# La Kakariza Inca Dove Hunter.



## Xidoo (Aug 14, 2010)

I used to hunt inca doves since I was a teenager and I it was challenging to take one down. Inca doves are easy not to see because of their color. On the ground, they are hard to spot where there is nothing but soil and sometimes they are confused for stones. At trees, they are pretty much the same color as some them and their branches and you can confuse them easily with leaves and fruits, besides they hide easily behind branches and leaves. They are not very big, so this makes them hard to hit too. 
I have improved on my aiming lately due to my practice with bottle caps. http://slingshotforu...al-bottle-caps/ . This has become a disadvantage to the inca doves. It used to take me days to hunt down just one inca dove, not anymore. Now, I have been able to take down more than one on a day. 
Today, I took down eight inca doves.
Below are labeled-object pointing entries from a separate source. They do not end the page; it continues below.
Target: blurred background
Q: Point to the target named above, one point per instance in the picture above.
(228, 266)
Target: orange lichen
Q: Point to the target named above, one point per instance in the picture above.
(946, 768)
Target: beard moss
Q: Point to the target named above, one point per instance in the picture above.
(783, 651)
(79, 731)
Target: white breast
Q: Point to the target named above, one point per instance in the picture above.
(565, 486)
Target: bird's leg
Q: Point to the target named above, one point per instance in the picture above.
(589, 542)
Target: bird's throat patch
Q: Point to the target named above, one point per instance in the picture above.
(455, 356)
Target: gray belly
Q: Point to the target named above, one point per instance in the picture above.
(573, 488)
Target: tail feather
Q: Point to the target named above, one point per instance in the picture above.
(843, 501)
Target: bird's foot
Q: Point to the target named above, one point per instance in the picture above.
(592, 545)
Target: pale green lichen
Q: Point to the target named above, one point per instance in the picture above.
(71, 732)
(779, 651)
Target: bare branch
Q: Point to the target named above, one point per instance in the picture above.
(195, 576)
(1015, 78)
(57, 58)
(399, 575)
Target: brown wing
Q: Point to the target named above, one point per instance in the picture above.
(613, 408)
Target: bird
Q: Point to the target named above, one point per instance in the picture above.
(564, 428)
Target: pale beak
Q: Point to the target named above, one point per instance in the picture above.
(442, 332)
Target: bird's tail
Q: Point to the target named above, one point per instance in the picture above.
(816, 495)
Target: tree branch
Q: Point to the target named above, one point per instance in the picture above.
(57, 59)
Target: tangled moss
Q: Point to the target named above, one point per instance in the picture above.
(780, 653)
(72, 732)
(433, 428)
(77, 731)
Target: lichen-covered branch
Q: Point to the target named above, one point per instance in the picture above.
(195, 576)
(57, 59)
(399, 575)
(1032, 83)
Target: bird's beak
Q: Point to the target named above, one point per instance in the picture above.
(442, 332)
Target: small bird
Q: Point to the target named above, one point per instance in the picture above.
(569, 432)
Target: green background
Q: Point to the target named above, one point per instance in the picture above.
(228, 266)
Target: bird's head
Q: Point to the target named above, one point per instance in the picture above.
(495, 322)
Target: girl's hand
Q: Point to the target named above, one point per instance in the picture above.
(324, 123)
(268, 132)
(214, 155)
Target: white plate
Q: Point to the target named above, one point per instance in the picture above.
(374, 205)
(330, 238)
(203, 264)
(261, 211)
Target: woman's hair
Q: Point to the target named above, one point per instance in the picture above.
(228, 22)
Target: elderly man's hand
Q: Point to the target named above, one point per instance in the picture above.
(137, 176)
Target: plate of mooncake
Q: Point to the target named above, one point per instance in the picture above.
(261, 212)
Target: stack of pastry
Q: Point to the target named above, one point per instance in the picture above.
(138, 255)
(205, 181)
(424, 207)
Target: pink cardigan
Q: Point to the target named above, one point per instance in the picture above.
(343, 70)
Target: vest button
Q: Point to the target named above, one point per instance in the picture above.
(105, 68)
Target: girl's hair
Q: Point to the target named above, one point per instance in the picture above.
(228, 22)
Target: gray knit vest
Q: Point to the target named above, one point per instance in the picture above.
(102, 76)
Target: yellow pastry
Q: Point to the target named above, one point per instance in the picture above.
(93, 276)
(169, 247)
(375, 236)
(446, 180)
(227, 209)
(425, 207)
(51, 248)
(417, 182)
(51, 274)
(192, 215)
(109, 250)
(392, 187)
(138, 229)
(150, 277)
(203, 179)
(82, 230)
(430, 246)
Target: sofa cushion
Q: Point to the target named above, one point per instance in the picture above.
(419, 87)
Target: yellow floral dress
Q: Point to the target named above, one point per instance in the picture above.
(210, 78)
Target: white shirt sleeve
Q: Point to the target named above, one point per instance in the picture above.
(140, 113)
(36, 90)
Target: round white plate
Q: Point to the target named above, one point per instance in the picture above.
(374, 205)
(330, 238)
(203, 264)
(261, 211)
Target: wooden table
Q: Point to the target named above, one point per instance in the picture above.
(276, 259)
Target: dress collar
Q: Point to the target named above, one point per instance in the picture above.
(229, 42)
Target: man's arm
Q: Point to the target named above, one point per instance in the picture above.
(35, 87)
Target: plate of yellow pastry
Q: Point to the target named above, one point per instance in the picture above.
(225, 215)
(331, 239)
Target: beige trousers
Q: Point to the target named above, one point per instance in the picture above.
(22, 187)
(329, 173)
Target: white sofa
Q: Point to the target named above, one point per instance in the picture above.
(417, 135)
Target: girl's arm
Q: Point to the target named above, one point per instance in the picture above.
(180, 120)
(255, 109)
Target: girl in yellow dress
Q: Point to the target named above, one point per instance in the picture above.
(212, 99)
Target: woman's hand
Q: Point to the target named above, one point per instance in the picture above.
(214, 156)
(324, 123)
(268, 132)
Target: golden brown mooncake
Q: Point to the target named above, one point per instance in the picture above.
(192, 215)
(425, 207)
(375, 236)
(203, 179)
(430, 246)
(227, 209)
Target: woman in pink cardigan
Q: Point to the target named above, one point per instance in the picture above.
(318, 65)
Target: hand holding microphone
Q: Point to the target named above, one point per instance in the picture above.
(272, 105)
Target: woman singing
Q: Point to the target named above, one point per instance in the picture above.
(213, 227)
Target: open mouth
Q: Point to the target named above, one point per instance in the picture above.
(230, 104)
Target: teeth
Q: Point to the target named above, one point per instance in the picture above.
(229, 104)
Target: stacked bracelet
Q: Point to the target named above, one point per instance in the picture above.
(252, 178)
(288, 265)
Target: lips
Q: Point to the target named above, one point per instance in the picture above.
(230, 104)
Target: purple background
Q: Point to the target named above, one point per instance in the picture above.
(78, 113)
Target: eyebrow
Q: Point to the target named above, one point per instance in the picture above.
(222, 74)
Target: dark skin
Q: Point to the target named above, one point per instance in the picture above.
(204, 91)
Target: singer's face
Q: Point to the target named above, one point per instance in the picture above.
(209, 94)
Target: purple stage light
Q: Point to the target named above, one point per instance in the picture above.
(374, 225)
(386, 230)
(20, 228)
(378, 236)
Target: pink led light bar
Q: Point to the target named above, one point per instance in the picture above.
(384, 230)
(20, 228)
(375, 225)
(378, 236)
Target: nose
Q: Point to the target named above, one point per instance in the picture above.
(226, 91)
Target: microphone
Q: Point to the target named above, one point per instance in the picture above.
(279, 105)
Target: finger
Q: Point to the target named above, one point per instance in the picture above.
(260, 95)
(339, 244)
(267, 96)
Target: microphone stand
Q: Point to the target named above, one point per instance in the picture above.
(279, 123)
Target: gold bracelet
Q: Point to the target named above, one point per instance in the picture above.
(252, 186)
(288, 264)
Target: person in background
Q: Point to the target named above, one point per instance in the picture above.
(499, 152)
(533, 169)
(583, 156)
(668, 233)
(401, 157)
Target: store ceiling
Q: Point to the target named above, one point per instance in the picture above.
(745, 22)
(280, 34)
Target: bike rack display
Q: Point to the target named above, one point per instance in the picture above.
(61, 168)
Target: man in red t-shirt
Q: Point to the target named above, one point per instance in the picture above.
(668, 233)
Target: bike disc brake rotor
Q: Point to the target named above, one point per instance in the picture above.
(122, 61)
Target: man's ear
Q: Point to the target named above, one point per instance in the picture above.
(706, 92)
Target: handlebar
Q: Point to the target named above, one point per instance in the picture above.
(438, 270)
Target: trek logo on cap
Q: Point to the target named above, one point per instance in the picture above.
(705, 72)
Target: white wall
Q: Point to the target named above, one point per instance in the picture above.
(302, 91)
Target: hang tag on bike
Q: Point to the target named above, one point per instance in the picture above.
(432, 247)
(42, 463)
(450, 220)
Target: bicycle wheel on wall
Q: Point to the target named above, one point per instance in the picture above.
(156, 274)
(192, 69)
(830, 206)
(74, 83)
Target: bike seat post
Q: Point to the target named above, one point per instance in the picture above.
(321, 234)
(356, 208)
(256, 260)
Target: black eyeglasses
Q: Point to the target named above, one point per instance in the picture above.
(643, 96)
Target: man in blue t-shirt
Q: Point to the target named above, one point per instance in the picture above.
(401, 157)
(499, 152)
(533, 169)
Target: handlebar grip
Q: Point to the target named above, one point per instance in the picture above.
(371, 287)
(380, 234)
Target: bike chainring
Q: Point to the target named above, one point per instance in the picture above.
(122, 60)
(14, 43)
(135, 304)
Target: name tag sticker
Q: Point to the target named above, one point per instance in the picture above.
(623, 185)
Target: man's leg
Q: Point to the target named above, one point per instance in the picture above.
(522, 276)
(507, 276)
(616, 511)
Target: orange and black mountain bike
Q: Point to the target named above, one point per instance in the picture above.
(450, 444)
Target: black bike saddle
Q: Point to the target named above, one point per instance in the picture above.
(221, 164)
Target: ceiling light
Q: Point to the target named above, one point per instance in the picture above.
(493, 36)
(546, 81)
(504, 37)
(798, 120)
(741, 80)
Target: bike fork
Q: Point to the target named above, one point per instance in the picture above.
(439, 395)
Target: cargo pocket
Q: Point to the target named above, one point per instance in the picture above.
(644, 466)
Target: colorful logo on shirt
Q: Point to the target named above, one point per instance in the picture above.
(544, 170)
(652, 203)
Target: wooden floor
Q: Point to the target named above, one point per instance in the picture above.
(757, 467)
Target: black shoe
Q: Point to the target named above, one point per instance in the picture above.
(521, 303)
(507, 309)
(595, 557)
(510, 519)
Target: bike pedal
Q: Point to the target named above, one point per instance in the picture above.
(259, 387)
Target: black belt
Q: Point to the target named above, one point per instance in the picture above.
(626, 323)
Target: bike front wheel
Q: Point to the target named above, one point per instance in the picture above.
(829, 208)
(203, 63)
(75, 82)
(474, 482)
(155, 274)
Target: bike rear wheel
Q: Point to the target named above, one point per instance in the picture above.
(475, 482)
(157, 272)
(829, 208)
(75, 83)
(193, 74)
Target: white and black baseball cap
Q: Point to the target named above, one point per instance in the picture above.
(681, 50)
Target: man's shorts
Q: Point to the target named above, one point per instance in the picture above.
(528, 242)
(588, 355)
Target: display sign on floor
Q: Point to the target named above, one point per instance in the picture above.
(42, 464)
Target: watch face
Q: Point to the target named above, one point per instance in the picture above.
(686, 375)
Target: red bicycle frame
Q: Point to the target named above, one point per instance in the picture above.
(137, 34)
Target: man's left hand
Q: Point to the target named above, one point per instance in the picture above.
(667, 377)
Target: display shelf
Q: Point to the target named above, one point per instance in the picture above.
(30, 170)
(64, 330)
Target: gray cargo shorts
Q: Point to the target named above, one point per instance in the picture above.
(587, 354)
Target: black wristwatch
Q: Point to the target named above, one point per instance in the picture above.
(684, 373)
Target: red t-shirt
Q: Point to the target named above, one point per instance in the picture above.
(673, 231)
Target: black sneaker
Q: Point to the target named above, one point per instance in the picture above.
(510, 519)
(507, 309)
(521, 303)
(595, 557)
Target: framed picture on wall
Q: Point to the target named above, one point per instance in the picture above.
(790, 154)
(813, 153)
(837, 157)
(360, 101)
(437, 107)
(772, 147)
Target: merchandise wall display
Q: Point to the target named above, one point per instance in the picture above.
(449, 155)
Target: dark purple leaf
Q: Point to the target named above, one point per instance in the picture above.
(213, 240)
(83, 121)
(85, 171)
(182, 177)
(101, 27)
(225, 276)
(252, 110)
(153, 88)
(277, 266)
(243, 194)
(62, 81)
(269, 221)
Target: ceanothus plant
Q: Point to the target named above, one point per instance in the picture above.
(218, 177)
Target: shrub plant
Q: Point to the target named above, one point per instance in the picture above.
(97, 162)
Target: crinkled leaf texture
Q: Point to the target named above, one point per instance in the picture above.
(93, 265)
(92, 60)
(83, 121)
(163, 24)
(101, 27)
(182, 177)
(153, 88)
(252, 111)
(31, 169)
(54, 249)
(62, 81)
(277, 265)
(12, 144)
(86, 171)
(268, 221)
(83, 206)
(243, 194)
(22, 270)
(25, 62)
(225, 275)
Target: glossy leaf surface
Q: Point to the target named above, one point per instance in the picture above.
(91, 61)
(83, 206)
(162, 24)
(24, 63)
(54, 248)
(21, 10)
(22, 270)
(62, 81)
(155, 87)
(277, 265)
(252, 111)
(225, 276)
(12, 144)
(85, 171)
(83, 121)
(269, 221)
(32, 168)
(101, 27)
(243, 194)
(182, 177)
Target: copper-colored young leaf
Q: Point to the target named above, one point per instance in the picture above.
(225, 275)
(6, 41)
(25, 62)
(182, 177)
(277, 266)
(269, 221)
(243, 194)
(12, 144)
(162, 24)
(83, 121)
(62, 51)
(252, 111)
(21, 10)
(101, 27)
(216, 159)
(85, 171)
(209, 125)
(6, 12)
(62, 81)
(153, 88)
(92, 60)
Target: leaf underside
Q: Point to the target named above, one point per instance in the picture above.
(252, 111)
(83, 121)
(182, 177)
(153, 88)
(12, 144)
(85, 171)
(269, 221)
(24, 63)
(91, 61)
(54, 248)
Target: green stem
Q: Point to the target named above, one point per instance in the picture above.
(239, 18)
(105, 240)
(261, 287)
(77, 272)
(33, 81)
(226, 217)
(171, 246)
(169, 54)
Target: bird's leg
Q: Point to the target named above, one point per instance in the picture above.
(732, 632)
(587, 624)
I could not believe that I had shot down this many. Most of the time, one or two would had just made the day, not this time. Well, they all were taken home, cooked and eaten. Inca doves might be small, but they are quiet deliciuos. Saludos.


----------



## e~shot (Jun 3, 2010)

Good shooting


----------



## nitram55 (Apr 1, 2011)

Great shooting that practice has really paid off, by the way what bands and ammo are you using with that sweet looking natural fork.

Martin


----------



## Frodo (Dec 19, 2009)

Very good, xidoo! What are the tube dimensions?


----------



## Nico (Sep 10, 2010)

Muy bien hecho carnal..

Si estuviera en el terre llevara estas conguitas con mi tia para que no las hagan en salsa con nopalitos..

Good work brother,

If I were back home I would have my tia/aunt make these incas in salsa with nopalitos for us.

Con que les diste?

What was the ammo?

Nico


----------



## jmplsnt (Jan 1, 2010)

Man, that's a massacre! And with that wonderful slingshot you carved out of a log! Wonderful post and excellent effort amigo with eight kills in a single session, and on smaller birds......great shooting and once again I really do love that slingshot of yours.


----------



## Rxslice (Apr 22, 2011)

Oh, man thats some good shooting(and good eating too), I am loving that fork. My best is five doves on a single day. Way to go!


----------



## Xidoo (Aug 14, 2010)

e~shot said:


> Good shooting


e-shot,
Thanks, I hope to bring you some more later. Saludos.


----------



## Xidoo (Aug 14, 2010)

nitram55 said:


> Great shooting that practice has really paid off, by the way what bands and ammo are you using with that sweet looking natural fork.
> 
> Martin


Nitram55,
I am using taconite and surgical tubes. I do not have an idea what size tubes I am using. I buy my tubes at the market place and they do not have an especific size. I believe that they could be a little smaller than red thera band. I must state that they are very efficient. Saludos.


----------



## dhansen (Aug 31, 2010)

Great shooting, for sure. I like the slingshot too. Thanks for sharing.


----------



## josephlys (May 4, 2010)

Excellent shooting there, you sure do have some mad skills with a slingshot. Those tubes are proving to be quite the killer.


----------



## Chepo69 (May 1, 2010)

Se me hace que eres muy pajarero!

O que namas andas pajareando hermano! jejeje!

Eres bravo!

Ojala y algún día pueda aprender y compartir contigo una tarde pajarera jejej!


----------



## Xidoo (Aug 14, 2010)

Frodo said:


> Very good, xidoo! What are the tube dimensions?


Frodo,
The tube dimentions are as follow: inside diameter 3/8, wall thickness 3/32. General lenght 10 inches. stretch to 31 inches. Saludos.


----------



## Xidoo (Aug 14, 2010)

Nico said:


> Muy bien hecho carnal..
> 
> Si estuviera en el terre llevara estas conguitas con mi tia para que no las hagan en salsa con nopalitos..
> 
> ...


----------



## Xidoo (Aug 14, 2010)

NIco, 
Saunds like a great idea. Conguitas, Salsa and Nopalitos mmmm. Just to imagen makes me water in my mouth. Saludos Carnal.


----------



## mckee (Oct 28, 2010)

very nice kills!


----------



## Xidoo (Aug 14, 2010)

dhansen said:


> Great shooting, for sure. I like the slingshot too. Thanks for sharing.


Thanks for your comment. I really like this sligshot too.Saludos.


----------



## Xidoo (Aug 14, 2010)

josephlys said:


> Excellent shooting there, you sure do have some mad skills with a slingshot. Those tubes are proving to be quite the killer.


josphlys,
I try my best to become a good shooter. You are right about the tubes. They are really good for taking small game with them.Saludos.


----------



## Xidoo (Aug 14, 2010)

Chepo69 said:


> Se me hace que eres muy pajarero!
> 
> O que namas andas pajareando hermano! jejeje!
> 
> ...


Chepo,
No pos, mas vale pajaro en mano que ciento volando, que no?? Simon, ojala y pudieramos compartir una tardeada pajarera. Saludotes.


----------